Customers are far more likely to trust you when you proactively go out of your way, without primary regard for your own profit interests. They recognise when the advice or guidance or information you are giving is more for helpful for them than it is for yourself. Have you ever been in the process of ordering a book from Amazon and received a pop-up message highlighting that you have already purchased this book? When that happened to me, it saved me from ordering the same book twice and so I didn’t proceed with the purchase. Amazon saved me money and/or inconvenience at no profit to themselves. I liked that. It scored big trust “brownie points” with me as I am sure it does with some other Amazon shoppers. Trust earned in this way generates manifold returns.
One’ actions in proactively looking out for customers’ best interests are not always seen by the customer. Many are unknown to them. Afterall, doing what’s best for customers is not about only doing that which is on stage. For example, in a product design meeting at an insurance company, one brave executive raised the concern that a particular product was being sold to customers as part of a package deal, but scarcely used by many customers. Few customers ever claimed the benefits due to them through this product and as a result it was highly profitable for the insurer.
The brave man didn’t believe it was fair of the firm to continue selling the product in this way, knowing that it was poorly utilised by customers and thus not providing the value they were paying for. Other executives aggressively guarded the company’s profit with convincing arguments. Eventually, the board recognised that they should take the pain and do the right thing. They did and I honour them for that. Now, customers who are not being sold that product are unaware of how much the insurer looked out for their best interests.
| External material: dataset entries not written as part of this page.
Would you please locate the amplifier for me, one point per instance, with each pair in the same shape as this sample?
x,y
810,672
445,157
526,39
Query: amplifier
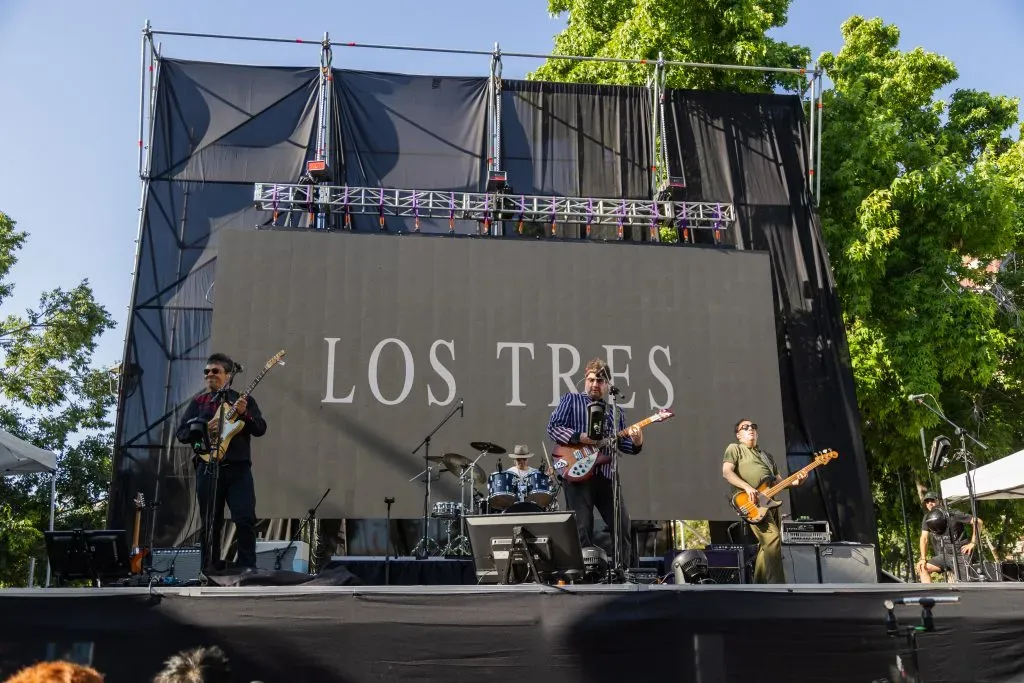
x,y
806,531
829,563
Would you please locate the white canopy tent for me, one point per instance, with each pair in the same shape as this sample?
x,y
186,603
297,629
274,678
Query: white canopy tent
x,y
18,457
999,480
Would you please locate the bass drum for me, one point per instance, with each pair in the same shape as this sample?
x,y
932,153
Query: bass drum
x,y
524,506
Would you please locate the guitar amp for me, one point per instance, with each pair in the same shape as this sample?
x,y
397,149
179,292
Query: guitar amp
x,y
806,531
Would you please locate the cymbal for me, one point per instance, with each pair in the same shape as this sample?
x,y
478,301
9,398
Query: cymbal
x,y
456,463
487,446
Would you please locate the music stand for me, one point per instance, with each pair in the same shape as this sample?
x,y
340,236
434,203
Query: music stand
x,y
545,544
96,555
I am convinced, however, that when a company is willing to do the right thing when no one is looking, they are much more likely to be found to do the right thing in their day to day activities. This is ethics true to the company core. More customers want to do business with companies like this.
In summary, our 3R’s and a P: Reach out, Respond, Review and Proact provide some points on how you can take effective steps to hold on to your customers. Do them well and you’ll be well on your way to creating customers for life. Do them very well and you’ll have those customers referring your company or products to others – a highly cost-effective marketing channel. Furthermore, based on PhD research at Goethe University Frankfort, it is found that people who become your customers through referrals are more likely to do a greater volume of business with you with a potential 25% higher profit margin.